Although no complete mt DNA data of F. buski from Vietnam were reported, the sequence of nad1 from the Chinese isolate is 98.6% similar to that from Vietnam (EF612501) [29], indicating that the isolates of F. buski from China and Vietnam might be the same species. It is noteworthy that the Chinese isolate of F. buski came from pigs [7], while the Vietnamese isolate infected both humans [13, 18] and pigs [29], suggesting a possible cross-transmission between humans and pigs.

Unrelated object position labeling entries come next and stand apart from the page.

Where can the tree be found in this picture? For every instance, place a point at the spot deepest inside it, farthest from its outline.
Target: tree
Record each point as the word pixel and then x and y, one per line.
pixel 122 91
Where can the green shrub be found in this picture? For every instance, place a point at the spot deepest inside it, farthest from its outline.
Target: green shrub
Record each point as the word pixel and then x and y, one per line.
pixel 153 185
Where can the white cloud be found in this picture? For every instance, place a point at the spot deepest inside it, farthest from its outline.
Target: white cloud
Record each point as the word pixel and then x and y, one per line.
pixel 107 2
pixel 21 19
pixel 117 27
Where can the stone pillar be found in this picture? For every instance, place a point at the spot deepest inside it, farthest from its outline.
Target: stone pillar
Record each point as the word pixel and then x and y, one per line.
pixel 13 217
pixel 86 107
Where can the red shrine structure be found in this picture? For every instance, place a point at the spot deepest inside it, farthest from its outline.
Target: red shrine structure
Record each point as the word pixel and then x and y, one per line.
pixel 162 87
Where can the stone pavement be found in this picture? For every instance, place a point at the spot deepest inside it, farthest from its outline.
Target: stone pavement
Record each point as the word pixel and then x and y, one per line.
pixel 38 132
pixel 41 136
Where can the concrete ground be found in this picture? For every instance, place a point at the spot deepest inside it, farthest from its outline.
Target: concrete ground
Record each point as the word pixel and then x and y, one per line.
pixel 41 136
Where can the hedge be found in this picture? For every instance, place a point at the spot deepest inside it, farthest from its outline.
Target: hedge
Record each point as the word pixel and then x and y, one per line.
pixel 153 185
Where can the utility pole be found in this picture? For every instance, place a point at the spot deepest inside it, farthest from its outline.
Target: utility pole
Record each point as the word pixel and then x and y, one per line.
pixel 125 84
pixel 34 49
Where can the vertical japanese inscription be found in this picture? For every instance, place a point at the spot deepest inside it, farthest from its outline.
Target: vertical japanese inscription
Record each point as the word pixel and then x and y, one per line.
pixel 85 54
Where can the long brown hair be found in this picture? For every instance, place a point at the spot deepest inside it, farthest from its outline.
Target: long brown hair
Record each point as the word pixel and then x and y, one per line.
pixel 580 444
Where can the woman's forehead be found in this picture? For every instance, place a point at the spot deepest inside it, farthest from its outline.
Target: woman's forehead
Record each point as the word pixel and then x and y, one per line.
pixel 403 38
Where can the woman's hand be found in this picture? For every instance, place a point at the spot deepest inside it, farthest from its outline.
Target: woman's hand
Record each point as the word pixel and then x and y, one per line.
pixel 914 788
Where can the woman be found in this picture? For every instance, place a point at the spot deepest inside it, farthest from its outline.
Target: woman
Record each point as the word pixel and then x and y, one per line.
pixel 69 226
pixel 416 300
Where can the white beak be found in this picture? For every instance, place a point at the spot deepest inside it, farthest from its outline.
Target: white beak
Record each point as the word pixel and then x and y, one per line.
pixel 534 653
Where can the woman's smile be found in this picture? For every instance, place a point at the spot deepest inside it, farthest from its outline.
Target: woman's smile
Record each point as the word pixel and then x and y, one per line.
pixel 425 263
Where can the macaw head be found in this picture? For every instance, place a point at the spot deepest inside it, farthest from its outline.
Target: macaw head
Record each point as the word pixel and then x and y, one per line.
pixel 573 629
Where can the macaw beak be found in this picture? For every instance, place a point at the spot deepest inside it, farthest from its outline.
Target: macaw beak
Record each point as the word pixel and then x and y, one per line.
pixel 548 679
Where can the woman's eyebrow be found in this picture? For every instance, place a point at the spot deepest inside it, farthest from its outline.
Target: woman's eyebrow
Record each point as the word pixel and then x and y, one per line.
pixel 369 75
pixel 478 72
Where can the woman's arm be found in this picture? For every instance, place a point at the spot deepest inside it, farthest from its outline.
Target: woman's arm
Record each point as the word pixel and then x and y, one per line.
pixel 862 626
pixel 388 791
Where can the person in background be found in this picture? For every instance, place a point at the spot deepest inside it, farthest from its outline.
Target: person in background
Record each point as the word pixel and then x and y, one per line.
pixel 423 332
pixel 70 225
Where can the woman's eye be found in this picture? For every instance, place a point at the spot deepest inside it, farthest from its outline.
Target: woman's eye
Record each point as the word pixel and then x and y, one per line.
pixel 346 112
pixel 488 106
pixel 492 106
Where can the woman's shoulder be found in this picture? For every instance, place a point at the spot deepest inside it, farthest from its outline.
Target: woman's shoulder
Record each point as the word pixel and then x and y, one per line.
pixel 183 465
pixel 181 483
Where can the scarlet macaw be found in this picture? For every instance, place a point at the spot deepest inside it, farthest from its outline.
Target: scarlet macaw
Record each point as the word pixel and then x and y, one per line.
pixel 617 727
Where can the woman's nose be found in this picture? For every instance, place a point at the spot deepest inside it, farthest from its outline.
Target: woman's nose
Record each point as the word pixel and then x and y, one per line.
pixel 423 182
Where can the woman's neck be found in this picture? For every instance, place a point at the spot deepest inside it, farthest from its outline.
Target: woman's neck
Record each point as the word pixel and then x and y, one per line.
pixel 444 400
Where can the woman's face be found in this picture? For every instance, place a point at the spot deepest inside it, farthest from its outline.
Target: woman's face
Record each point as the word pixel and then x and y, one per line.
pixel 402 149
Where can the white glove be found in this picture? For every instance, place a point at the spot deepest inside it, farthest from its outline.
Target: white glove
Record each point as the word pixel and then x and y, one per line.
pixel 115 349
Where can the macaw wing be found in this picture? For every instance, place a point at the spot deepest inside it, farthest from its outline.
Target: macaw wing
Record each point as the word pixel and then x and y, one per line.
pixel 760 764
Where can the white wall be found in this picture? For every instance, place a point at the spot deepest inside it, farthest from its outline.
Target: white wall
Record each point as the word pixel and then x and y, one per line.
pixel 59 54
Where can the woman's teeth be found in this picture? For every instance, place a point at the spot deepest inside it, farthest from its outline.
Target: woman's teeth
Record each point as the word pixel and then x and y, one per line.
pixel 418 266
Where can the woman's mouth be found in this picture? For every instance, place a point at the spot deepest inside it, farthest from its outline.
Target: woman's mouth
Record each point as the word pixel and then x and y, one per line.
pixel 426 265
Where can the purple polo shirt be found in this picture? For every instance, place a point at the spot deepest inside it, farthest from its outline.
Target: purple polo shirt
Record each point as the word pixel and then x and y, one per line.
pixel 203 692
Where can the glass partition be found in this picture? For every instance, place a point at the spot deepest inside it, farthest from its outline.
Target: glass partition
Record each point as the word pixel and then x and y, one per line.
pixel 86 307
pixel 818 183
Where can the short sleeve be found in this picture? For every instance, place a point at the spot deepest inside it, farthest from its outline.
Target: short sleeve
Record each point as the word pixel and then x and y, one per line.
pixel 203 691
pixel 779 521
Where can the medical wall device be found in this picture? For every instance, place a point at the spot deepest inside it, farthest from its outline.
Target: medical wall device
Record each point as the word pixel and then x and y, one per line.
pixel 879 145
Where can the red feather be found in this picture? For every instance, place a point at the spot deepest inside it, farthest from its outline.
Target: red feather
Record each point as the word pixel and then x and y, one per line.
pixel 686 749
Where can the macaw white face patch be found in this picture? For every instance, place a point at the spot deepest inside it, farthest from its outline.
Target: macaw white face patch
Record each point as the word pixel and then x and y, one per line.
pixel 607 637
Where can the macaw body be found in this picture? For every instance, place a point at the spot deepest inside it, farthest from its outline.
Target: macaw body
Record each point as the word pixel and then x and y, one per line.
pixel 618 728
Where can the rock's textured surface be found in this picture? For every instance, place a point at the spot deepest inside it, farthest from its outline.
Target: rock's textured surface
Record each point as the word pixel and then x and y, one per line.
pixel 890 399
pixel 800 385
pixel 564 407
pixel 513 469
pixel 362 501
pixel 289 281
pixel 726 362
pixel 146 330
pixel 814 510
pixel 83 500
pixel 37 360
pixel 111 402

The sequence differences in the complete mt genomes between F. buski and Fas. magna (28.46% at nucleotide level, 24.64% at the inferred amino acid level) are very close to those between F. buski and Fasciola spp. (26.35–26.51% and 25.56–25.48%, respectively). Considering the 12 protein-coding genes, sequence differences range between 16.12 and 29.36% at the nucleotide level, and between 14.44 and 32.55% at the amino acid level. For fasciolid flukes, at both nucleotides and amino acid levels, the comparisons among the mt genomes of the species showed that cox1 and nad4L are the most conserved genes while nad4 is the least conserved. In addition, nad1 and cox2 are conserved, whereas nad5 and nad6 are very variable (Table 2), which is in accordance with the characteristics of trematodes of the family Paramphistomatidae [23]. Nucleotide differences between F. buski and other fasciolid species ranged between 18.48 and 20.72% in rrnL, between 23.95 and 25.80% in rrnS, and between 22.03 and 26.54% in tRNA genes. We also found that rrnL is more conserved than rrnS, as observed in parasites of the Paramphistomatidae [23] and the Dicrocoeliidae [34].

Table 2 Comparison of nucleotides and predicted amino acids sequences among Fasciolopsis buski (FB), Fascioloides magna (FM) and Fasciola hepatica (FH)

Phylogenetic analysis

The phylogenetic tree was constructed based on the concatenated amino acid sequence dataset of all 12 mt protein-coding genes of six selected trematodes (Fig. 2a). Fasciolopsis buski clustered with flukes of the genera Fasciola and Fascioloides within the Fasciolidae. The taxonomic status of these trematodes is in concordance with those of previous studies [2023], with each node receiving strong nodal support (Bpp = 1).

Fig. 2
figure 2

Phylogenetic relationships of Fasciolopsis buski and related fasciolid trematodes. Tree inferred from the concatenated amino acid sequence dataset for 12 protein-coding genes (a) and nucleotides for partial nad1 gene (b) from selected trematodes were constructed using Bayesian inference analysis (BI). Paramphistomum leydeni (KP341657) (Paramphistomatidae) served as the outgroup

The complete mitochondrial genome of F. buski from Vietnam is not decoded, only the nad1 gene sequence is available in GenBank. Thus, nad1 gene is the only mt gene with sequences available on GenBank for F. buski from China, India and Vietnam. Therefore, this gene was used as a molecular marker for assessing the phylogenetic relationships among species in the family of Fasciolidae. The evolutionary tree of six fasciolid species based on sequences of partial nad1 gene highlighted the close phylogenetic relationship between the isolates of F. buski from Vietnam and China, while the isolate from India appeared very distinct from these two isolates, although nodal values were marginally supported (Bpp > 0.94) (Fig. 2b).

Conclusions

The present study determined the sequences of the complete mt genome as well as the ITS and partial 18S rDNA sequences of the giant intestinal fluke F. buski from China. Comparative sequence analyses indicated that F. buski from China and India may represent distinct taxa, while F. buski from Vietnam and China represent the same species. Further studies are required to better understand the F. buski species complex by determining the mtDNA and rDNA sequences of F. buski from more geographical locations.